Maxim was out sitting on the riverbank watching the clean river when two white men rode up; men he’d never seen before, no doubt as corrupt as the rest. And then, slowly, it dawned on him that his father was dismounting — Guy Straus! Tanned, thinned, muscled, hardened, but his father! And a guide, of course. Chatillon, the one who’d come upriver last winter. His father here!
Guy’s attention was riveted to the post, the visible manifestation of a heavy investment, and he didn’t see Maxim rise, panicked, not knowing whether to flee, whether to shout condemnation at his father — or whether to run to him, hug him, and weep. All those impulses fought within Maxim, tearing him to bits. In the end, he chose to do none of them. He would acknowledge his father, but coolly, from some vast distance across a moral chasm, and they would eye each other as utter strangers.
“Maxim! Son!” Guy’s keen eyes caught Maxim’s slow progress toward him, and the love in those words tortured the youth.
“Maxim, I’ve come!”
“So you have.”
“You look well, Maxim. We’re blessed by God. You’re safe. I never fathomed — in spite of all the talk, I never grasped how it is here, so far . . . ”
“I’m not your son; you’re not my father.”
Guy pulled back as if smitten by a whip. He paused, collecting his wit. “But Maxim — ”
“Nothing you do will change that,” Maxim continued.
“But what have I — what has happened?”
“You know as well as anyone. But you don’t listen to your conscience or atone before God.”
“I’m so happy to see you, son. You can’t know how a father rejoices to see a son looking fine and strong, transformed from boy to man . . . ” Guy stopped, his words falling helplessly to earth before Maxim’s stony stare.

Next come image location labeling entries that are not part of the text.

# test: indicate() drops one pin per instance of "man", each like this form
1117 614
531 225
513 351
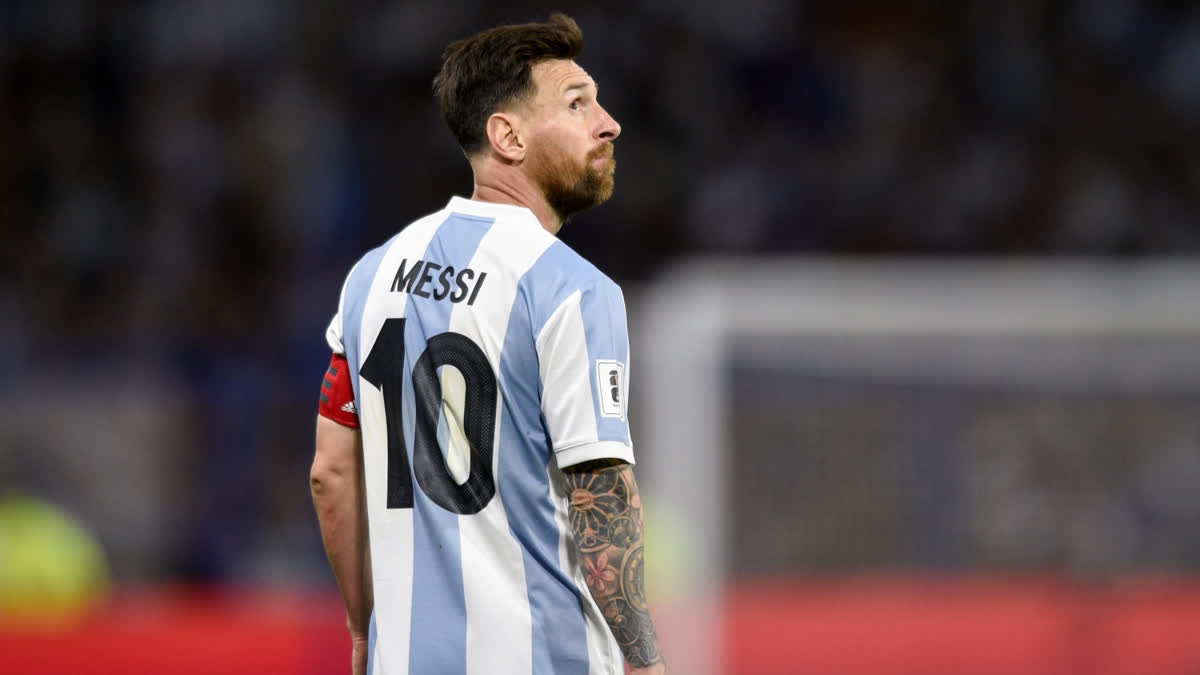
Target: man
484 518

Maxim stood still, rooted to the soil like a bitter shrub, unyielding.
“Hay! Guy!” From the door of the post Brokenleg Fitzhugh erupted, limping wildly, laughing and bawling. He grasped Guy in arms of iron, bawling like a buffalo calf.
“I came,” muttered Guy.
“Har!”
“I had to see it.”
“Solid as rock hyar. We’re making some headway.”
Maxim wanted to call it a lie. They weren’t making headway. The wrath of God lay on the post. But Maxim pressed his lips together.
Guy turned to Maxim, his eyes penetrating right through the youth. “Come along inside, sons. Show me everything. Show me the trading room and your ledgers and our goods and robes. We’ll tour, and then I want to hear all about your life — everything.”
Never had an invitation tortured Maxim more. Involuntarily he rushed forward to meet this paternal love, only to halt suddenly. “Go ahead,” he muttered.